Antigamente as pessoas tinham esgotamentos.
Esgotavam-se. Como os bons livros ou os produtos de supermercado muito requisitados; que todos querem, que são indagados com ar ansioso e que recebem a resposta: «Não temos, está esgotado, só lá pra quinta-feira...». Mas há uma esperança. Os fornecedores repõem o produto, o livro reaparece, por vezes até, numa edição revista e aumentada. Aquilo que se esgota é porque tem os requisitos de agradar, presume-se que tenha qualidade.
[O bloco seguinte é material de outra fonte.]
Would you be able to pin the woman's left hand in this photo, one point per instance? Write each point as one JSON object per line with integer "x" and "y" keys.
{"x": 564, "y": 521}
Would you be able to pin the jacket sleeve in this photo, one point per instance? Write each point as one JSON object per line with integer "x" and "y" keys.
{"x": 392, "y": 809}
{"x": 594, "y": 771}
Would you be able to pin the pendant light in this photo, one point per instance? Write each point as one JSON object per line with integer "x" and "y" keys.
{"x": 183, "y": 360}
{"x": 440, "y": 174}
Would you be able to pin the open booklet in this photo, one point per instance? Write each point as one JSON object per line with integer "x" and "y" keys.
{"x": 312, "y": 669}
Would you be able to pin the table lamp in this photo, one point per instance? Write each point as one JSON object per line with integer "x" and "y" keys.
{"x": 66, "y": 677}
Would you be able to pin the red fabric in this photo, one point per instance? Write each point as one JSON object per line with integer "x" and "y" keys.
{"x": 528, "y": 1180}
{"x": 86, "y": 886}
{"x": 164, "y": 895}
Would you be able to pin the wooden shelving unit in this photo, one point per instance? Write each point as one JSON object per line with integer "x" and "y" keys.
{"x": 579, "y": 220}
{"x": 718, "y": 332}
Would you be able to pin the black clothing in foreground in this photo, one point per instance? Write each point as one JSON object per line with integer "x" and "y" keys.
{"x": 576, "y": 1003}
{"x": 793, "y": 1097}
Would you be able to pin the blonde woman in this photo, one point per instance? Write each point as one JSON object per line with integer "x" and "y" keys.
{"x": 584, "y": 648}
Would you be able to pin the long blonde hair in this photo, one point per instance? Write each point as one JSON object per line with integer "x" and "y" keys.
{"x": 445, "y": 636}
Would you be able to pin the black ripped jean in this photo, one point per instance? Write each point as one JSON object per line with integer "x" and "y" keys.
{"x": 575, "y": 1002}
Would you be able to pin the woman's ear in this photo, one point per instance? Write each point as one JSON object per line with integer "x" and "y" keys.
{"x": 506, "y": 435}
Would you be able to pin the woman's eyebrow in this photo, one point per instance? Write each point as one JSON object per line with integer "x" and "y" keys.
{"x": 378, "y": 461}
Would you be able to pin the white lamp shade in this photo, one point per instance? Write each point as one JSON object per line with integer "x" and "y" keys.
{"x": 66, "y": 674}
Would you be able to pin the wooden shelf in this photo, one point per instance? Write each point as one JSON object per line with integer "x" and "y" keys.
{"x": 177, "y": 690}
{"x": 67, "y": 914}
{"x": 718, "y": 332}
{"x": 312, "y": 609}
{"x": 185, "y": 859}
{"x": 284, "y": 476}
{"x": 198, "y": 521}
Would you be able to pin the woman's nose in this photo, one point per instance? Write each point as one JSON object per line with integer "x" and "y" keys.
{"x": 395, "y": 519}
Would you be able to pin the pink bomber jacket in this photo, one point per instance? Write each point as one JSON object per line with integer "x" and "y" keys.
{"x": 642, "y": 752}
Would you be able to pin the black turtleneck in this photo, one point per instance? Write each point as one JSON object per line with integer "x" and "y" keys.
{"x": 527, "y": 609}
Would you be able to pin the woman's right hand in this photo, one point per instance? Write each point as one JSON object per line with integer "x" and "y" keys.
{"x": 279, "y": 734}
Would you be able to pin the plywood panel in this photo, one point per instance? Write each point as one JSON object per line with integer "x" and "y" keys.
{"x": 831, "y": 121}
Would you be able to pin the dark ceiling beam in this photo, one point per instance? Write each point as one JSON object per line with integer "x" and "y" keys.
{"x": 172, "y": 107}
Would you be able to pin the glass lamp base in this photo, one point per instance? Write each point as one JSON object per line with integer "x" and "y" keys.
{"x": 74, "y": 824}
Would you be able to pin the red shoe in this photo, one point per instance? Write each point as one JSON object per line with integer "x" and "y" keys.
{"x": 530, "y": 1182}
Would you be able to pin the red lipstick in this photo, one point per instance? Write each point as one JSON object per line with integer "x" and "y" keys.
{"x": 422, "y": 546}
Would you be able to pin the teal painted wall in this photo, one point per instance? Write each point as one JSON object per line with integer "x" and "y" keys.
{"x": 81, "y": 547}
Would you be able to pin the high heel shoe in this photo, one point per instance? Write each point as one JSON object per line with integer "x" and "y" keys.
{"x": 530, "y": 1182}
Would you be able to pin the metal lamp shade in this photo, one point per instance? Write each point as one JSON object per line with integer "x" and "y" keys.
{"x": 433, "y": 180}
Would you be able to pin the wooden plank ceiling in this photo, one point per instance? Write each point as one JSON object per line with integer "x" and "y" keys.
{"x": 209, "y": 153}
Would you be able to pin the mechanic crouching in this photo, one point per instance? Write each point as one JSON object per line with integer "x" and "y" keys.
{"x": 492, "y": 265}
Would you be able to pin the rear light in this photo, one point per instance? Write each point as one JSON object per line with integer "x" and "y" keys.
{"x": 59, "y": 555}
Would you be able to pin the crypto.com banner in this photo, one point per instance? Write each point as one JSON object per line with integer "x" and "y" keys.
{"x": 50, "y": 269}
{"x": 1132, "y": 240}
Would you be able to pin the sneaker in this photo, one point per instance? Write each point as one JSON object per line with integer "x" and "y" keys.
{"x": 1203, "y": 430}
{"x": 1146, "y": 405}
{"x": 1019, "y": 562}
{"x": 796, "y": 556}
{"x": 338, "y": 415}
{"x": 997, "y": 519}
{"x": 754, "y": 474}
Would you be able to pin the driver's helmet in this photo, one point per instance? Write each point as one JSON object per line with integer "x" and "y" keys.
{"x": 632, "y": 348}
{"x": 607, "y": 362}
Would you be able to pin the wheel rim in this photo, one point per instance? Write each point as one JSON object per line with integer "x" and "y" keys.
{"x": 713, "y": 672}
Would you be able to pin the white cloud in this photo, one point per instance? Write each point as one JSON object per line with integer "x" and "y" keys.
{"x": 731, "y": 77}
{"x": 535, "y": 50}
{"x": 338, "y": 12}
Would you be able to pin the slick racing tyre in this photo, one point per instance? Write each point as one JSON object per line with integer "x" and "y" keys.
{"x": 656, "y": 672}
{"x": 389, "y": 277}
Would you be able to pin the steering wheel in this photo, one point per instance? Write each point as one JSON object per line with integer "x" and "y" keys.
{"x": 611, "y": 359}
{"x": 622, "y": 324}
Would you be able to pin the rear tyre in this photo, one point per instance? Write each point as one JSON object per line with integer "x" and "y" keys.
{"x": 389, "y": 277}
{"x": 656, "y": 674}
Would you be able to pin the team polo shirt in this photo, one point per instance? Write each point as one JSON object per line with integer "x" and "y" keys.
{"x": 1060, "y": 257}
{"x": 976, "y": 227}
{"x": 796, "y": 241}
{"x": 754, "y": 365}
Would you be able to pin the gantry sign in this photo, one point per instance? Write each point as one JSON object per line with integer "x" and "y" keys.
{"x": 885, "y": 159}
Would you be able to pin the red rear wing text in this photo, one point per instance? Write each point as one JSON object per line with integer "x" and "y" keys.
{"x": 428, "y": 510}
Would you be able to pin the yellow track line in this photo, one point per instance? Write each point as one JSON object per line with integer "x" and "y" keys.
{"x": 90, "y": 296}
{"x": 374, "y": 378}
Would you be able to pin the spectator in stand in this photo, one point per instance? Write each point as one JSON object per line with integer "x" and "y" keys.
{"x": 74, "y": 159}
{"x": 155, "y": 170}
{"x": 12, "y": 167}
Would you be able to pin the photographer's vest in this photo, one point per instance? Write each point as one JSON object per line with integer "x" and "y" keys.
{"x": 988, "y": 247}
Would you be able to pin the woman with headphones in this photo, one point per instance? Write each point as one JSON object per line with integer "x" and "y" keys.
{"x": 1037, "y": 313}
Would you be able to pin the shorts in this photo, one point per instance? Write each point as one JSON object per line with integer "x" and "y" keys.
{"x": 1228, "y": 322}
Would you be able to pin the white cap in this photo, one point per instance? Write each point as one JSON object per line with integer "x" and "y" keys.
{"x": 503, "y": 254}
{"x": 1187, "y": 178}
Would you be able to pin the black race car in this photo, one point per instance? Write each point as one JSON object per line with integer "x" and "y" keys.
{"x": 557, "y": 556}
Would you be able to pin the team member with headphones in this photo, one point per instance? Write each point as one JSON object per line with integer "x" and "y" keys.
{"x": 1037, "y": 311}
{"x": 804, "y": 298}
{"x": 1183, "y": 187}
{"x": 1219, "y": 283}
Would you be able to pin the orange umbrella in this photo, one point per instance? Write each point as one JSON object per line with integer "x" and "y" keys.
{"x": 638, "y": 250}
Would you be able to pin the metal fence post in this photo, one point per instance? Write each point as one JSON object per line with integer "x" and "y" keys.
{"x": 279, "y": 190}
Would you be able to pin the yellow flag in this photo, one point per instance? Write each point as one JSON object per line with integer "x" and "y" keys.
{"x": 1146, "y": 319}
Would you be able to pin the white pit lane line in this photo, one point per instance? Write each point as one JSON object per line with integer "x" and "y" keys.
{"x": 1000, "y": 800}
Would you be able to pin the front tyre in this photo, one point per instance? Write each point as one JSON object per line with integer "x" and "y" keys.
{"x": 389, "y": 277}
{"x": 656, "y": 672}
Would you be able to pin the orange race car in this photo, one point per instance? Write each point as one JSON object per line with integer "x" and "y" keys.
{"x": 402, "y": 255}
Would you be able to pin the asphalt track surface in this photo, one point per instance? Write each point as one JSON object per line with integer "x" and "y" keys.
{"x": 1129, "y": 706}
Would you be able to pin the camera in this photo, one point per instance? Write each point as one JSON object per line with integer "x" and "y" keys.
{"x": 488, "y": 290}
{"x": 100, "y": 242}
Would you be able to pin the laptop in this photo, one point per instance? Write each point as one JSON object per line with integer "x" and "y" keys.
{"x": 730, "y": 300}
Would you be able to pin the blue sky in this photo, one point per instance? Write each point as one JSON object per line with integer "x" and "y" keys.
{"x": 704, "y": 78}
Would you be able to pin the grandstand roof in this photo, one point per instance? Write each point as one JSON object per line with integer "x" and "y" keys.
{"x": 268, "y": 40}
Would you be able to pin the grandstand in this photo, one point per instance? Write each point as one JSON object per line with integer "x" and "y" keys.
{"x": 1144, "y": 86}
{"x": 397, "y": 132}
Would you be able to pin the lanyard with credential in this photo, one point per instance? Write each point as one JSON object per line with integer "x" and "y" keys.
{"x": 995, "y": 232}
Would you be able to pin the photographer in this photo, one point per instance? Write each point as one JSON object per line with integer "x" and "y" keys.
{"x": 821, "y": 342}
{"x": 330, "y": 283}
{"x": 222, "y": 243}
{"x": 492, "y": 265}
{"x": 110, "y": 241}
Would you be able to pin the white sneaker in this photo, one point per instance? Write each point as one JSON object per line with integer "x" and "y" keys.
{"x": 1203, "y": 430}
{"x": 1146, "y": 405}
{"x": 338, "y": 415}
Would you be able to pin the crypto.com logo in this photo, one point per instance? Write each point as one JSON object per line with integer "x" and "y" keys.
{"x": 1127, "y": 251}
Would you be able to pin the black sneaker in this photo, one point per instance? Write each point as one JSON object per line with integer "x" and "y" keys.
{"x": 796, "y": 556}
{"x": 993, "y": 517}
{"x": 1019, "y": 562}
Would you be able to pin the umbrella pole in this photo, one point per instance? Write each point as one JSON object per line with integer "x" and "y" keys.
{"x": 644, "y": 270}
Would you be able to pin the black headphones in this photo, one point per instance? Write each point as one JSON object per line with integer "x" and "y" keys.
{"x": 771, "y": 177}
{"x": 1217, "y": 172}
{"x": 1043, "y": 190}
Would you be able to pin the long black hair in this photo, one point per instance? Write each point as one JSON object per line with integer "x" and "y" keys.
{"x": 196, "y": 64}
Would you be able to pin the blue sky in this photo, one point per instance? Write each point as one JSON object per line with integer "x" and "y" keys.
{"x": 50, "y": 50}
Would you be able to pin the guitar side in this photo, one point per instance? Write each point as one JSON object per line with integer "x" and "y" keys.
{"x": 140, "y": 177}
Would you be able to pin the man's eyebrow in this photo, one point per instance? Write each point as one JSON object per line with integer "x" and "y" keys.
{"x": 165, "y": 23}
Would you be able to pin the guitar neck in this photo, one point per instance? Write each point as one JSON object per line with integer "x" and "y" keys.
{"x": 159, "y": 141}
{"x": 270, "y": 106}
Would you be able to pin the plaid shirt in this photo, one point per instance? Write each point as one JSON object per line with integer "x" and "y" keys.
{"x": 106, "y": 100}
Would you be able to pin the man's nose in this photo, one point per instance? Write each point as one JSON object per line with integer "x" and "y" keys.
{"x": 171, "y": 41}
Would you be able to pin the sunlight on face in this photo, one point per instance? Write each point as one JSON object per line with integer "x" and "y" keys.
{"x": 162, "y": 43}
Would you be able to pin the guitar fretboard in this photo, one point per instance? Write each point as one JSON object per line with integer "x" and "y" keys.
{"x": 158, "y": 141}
As pessoas esgotavam-se, de trabalhar muito (eram bons trabalhadores), de serem muito requisitadas (eram pessoas desejáveis), de estudarem muito (eram pessoas com vontade de saber). Um esgotamento poderia, assim, ser até, um rótulo de qualidade e uma esperança de renovação, nova edição, tiragem especial...
Já havia a palavra depressão, mas pertencia ao domínio da metereologia e estava de certa forma associada ao anti-ciclone dos Açores. E tinha um carácter passageiro: aproxima-se uma depressão, blá, blá, blá; aquelas linhas sobre o mapa tinham a dinâmica do movimento e não da estagnação. Se bem que, por vezes, o tio Anthímio referia «estão a sofrer uma depressão». Aí, já tinha um ar mais doloroso, mas não - nunca! - definitivo.
As pessoas tinham esgotamentos e tomavam suplementos e tudo tinha ar de ser por momentos.
Agora as pessoas entram em depressão! A palavra faz eco e lembra o fundo de um poço, onde a luz está muito longe e fora do alcance.
Para as depressões tomam-se anti-depressivos, um nome que lembra armas químicas e tropas especializadas.
E a causa das depressões tem um nome estrangeiro e intraduzível: stress.
E as pessoas deixaram de andar inquietas ou enervadas e passaram a andar stressadas, que deve ter a ver com o verbo stressar, que não encaixa em nenhuma das minhas gramáticas.
Esgotaram-se os esgotamentos, vulgarizou-se o stress; citadino, buzinante, dramático e mais definitivo. Contra o qual se inventaram armas químicas e tácticas militares...
Nunca mais teremos paz no fundo do poço!